Improvement Notices are written directions issued by an inspector requiring a company to remedy an alleged breach of health and safety law. In order for the Improvement Notice to be issued the inspector must be of the view that there is, or is likely to be, a breach of the law by the duty holder if the situation is not remedied. The Improvement Notice will specify the actions to be taken and will give a timescale for completion. Failure to comply is a criminal offence.
Accepting an Improvement Notice should be carefully considered, as acceptance is often cited in later court proceedings as evidence of an earlier acceptance of liability for breach of health and safety legislation.
Prohibition Notices prohibit any activity the inspector believes involves, or will involve, a risk of imminent and serious injury or harm to the health of any person. There does not need to be any breach of the law for a Prohibition Notice to be served.
Should a duty holder wish to appeal an Enforcement Notice it is possible to do so through the Employment Tribunal.
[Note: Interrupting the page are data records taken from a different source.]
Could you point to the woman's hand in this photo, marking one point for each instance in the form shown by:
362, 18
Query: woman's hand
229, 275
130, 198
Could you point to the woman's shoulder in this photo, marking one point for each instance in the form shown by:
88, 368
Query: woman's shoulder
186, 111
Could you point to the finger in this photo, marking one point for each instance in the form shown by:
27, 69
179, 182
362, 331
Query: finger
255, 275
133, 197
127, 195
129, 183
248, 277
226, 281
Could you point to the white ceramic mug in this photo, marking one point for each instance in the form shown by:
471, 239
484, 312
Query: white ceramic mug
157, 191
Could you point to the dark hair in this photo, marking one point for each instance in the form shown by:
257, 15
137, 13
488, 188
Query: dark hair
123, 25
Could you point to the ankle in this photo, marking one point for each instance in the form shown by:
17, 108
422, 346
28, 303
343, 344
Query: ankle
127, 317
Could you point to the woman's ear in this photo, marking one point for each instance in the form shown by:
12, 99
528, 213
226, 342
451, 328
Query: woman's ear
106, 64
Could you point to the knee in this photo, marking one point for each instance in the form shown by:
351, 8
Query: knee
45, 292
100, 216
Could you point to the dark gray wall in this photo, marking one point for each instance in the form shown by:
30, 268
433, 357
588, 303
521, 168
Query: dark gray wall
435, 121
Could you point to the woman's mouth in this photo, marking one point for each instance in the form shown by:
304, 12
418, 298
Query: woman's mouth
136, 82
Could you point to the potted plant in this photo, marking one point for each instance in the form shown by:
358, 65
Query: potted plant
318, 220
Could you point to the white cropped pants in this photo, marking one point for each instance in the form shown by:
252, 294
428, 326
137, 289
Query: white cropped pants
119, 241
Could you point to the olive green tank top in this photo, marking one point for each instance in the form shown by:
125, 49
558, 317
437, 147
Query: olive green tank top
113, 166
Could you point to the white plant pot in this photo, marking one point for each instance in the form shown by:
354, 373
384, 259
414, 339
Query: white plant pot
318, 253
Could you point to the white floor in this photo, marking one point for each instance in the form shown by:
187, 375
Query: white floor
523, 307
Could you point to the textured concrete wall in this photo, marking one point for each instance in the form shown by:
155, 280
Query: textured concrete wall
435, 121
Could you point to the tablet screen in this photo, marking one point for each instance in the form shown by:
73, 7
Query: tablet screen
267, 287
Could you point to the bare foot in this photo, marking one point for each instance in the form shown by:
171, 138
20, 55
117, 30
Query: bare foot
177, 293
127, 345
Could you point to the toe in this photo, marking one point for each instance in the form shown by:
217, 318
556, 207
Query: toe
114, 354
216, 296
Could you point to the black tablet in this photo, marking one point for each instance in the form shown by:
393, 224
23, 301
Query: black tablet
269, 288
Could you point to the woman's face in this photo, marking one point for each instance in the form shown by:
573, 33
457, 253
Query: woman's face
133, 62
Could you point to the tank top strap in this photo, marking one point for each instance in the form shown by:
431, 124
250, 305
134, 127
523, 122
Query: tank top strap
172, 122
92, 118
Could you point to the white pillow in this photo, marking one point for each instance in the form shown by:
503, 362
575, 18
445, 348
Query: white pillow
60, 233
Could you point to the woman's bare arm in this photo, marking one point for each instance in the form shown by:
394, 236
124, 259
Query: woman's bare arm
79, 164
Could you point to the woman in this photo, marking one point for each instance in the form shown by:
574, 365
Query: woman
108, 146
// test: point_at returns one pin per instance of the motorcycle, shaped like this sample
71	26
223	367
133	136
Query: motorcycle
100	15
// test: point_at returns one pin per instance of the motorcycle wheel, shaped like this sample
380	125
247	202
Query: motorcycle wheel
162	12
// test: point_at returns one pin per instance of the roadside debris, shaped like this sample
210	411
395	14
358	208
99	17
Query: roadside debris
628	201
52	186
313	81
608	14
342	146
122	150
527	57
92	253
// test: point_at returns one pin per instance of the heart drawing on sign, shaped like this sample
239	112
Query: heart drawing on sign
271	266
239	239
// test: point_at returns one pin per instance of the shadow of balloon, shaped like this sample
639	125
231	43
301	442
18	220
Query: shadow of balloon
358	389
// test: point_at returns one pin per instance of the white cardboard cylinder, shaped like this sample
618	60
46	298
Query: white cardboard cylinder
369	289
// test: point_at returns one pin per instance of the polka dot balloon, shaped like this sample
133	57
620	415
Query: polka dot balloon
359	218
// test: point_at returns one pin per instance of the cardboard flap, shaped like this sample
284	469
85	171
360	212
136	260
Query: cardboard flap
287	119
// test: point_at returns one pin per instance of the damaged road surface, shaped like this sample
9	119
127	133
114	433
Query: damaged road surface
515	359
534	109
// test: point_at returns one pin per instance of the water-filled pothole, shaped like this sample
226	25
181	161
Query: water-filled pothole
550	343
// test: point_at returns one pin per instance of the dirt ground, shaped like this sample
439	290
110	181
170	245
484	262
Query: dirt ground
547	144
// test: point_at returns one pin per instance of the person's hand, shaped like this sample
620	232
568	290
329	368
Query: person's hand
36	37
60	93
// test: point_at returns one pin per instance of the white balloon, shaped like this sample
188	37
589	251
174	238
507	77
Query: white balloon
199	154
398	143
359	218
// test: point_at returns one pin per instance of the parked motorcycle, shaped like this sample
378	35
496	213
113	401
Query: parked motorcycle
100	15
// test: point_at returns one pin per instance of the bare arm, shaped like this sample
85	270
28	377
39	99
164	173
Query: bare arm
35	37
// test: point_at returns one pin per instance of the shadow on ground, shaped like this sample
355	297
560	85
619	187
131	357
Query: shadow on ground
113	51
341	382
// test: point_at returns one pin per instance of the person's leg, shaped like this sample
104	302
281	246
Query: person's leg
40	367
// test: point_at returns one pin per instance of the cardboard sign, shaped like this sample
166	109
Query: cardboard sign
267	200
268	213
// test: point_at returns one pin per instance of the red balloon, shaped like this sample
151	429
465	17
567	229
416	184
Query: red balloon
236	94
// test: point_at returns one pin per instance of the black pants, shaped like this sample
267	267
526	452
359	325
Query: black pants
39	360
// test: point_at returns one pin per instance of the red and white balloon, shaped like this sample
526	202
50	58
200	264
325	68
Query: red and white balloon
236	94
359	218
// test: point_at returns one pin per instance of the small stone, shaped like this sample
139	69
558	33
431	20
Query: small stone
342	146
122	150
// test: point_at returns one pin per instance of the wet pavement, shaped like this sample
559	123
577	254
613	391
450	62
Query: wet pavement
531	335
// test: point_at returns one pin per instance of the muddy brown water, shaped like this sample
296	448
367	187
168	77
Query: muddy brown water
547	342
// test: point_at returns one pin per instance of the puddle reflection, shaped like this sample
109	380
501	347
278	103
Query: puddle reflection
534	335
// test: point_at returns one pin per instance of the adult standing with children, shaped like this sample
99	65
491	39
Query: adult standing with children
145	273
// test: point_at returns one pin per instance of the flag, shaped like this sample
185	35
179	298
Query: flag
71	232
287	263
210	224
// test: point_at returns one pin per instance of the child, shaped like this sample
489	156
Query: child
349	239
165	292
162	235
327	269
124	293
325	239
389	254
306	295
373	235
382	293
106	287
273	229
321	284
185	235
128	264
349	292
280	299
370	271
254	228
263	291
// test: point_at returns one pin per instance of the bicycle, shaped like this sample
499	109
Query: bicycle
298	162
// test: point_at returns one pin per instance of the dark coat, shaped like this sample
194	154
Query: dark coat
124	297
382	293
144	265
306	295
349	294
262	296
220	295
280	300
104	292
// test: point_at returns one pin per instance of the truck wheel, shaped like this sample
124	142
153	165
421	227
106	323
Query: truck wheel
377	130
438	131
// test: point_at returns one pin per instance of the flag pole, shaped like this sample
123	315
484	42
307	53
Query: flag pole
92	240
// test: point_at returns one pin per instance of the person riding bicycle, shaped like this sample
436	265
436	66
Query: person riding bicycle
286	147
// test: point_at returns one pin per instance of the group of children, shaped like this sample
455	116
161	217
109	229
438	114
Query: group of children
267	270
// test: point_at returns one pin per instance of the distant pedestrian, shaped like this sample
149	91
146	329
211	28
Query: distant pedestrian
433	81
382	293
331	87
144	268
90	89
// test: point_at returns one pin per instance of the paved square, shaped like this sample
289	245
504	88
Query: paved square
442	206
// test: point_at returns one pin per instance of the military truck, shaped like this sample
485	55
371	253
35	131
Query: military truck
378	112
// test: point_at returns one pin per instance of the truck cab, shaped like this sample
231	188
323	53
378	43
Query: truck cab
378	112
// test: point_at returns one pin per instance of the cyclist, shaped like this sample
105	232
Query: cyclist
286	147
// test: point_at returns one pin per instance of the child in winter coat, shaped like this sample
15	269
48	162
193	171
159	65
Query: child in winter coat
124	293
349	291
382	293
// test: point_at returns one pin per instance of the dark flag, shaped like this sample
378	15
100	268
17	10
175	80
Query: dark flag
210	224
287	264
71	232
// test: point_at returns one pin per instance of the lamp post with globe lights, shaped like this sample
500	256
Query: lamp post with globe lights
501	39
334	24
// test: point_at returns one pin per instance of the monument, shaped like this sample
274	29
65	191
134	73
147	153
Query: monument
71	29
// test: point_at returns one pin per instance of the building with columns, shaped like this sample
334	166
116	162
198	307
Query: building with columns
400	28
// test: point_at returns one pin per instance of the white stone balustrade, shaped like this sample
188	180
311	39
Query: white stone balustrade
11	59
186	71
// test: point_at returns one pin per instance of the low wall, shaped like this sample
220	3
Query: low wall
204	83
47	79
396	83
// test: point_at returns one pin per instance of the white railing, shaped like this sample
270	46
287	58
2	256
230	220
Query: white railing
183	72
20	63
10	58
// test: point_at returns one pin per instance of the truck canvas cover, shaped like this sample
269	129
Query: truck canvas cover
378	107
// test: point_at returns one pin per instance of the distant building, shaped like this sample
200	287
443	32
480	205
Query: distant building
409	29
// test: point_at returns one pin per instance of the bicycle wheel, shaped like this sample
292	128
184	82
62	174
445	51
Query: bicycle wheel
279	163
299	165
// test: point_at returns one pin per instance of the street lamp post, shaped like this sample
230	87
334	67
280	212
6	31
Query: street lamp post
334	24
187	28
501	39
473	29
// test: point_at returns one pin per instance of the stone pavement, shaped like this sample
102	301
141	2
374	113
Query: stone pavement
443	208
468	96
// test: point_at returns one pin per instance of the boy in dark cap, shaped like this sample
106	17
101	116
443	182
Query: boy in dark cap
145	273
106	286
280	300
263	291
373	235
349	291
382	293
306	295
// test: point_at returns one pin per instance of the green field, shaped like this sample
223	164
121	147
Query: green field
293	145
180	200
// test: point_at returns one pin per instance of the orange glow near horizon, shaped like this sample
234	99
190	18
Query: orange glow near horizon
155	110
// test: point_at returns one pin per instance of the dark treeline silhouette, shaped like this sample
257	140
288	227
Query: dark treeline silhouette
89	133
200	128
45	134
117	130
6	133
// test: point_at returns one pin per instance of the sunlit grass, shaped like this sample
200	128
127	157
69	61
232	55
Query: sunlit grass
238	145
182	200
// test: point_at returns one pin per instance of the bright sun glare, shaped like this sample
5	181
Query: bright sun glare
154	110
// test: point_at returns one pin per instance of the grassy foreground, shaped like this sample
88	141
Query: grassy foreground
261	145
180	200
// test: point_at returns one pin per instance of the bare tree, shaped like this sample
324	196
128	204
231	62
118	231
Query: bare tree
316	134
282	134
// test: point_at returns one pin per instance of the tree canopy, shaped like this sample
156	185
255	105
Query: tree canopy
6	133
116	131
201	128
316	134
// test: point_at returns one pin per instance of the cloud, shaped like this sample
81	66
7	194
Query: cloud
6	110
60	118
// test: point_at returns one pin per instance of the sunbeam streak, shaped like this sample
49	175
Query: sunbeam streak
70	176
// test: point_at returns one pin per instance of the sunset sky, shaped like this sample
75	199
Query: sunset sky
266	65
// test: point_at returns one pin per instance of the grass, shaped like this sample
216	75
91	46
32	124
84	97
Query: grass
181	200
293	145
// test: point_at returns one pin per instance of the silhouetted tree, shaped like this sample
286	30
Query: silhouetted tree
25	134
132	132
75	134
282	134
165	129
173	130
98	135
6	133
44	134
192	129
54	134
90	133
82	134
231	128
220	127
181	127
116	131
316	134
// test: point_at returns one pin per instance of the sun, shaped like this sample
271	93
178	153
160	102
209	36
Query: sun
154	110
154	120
Since October 2012, under a programme called Fee For Intervention (FFI), the HSE has started to charge for their time incurred in visiting, assessing and corresponding with duty holders in circumstances where they believe that the duty holder has committed a material breach of health and safety legislation.
Where a material breach is identified, the inspector will effectively invoice the duty holder for all of their time involved in investigating, advising and liaising with the duty holder to ensure that the material breach is remedied.
As the inspector’s costs can only be recovered where there is a material breach, duty holders should think carefully before opening their cheque book as the payment of a FFI Notice is no guarantee that further enforcement action, such as prosecution, will not follow for the same material breach.